Warne, currently with 699 Test wickets, will quit Test cricket after the fifth Ashes match in Sydney.
Gatting added: "Thanks to him, there are many more leg-spinners in the game.
"People talk about how much he has done for Australia, but he has done an awful lot for the sport as a whole."
Commentator and former Australia captain Richie Benaud said Warne's departure would leave a void.
"People keep telling me there are plenty of leggies down the road, but they're not experienced enough.
"They haven't been given the opportunities - I think there's going to be a big gap," he said.
Warne's former coach and mentor, Terry Jenner, told BBC Five Live: "When he bowled Gatting (in 1993) he rejuvenated Test cricket. He revolutionised spin bowling by his accuracy. He will be sadly missed.
"I remember the first ball he bowled for me when we first met. I issued an expletive, finishing with 'me'!
"I just couldn't believe how much it had turned and spun.
"He was a novice then and there was a lot of water under the bridge before he became the great Shane Warne.
"He had enormous talent and you would have had to have been blind not to have seen it. But the finished product has been awesome."
New Zealand great Sir Richard Hadlee said the sport would not be the same after Warne's departure.
"A lot of batsmen in world cricket will be delighted to learn he's leaving the game, but I think the game will be poorer without him."
"He has been a match-winner, flamboyant and just incredible to watch."
Damien Fleming, a fellow World Cup winner in 1999, said: "He is one of the greatest cricketers of all time and we will never see his like again."
England's Paul Collingwood, who was dismissed by Warne on his Ashes debut in 2005, said: "In cricketing terms he is the ultimate legend.

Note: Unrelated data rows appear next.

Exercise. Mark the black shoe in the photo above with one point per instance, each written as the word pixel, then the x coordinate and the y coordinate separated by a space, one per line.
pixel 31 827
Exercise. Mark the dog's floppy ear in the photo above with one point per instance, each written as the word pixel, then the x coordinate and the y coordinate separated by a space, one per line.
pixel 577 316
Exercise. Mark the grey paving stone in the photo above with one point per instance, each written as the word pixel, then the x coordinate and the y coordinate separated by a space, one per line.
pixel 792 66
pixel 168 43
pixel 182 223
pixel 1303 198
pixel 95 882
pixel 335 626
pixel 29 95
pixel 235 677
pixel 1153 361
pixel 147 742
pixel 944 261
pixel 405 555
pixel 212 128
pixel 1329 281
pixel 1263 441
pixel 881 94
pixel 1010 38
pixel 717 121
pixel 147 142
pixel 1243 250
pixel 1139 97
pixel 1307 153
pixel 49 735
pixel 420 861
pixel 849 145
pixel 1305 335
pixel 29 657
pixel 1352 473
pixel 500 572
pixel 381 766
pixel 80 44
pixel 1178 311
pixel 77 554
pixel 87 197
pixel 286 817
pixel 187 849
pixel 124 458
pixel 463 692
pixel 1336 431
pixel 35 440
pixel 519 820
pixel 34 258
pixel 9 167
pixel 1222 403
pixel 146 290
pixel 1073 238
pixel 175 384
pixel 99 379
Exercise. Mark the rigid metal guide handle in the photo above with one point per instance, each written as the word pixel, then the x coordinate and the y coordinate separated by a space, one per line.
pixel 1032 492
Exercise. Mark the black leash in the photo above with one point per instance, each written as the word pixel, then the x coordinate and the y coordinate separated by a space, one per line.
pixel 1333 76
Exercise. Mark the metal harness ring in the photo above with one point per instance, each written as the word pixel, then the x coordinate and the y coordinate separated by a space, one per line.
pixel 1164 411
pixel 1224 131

He's probably the best bowler there has ever been on this planet.
Mark Taylor, Australia captain from 1994-99, said the spin wizard's larger-than-life character is key to his success.
"Not only is he a great bowler but he's also a great thinker," he said. "He got a lot of people out with wonderful deliveries but also out-thought a lot."
Former selector Allan Border, who skippered Warne when he first emerged in dramatic fashion during the Ashes tour of England in 1993, thought the match-winner could still play on for several seasons.
"It's just caught everyone by surprise," Border said. "He's in superb touch, he's bowling well, physically he's very well.
"I just got the inkling that he was even considering one more tilt at England in England and that would see him out."
Border was also captain when Warne made his Test debut against India at Sydney in January 1992 and recalled: "There was something special about him, right from the word go."
Former Aussie paceman Geoff Lawson was also surprised by the decision and felt Warne could have broken even more records.
"I thought he still had a couple of years left in him and I thought he was good for a thousand Test wickets," Lawson said.
"Without Shane Warne, Australia would not be 3-0 up in the [current] series.
"They might have won one but they wouldn't have won in Adelaide or Perth without him and if he's going to go out then I suppose it's best to go out on a high."
Australia selector Merv Hughes, another former team-mate of Warne, joined the tributes.
"Whatever you say about Shane Warne it isn't enough," Hughes said.
"There are memories all through his career, most people go through a purple patch and Shane Warne has had a purple patch for 15 of 16 years."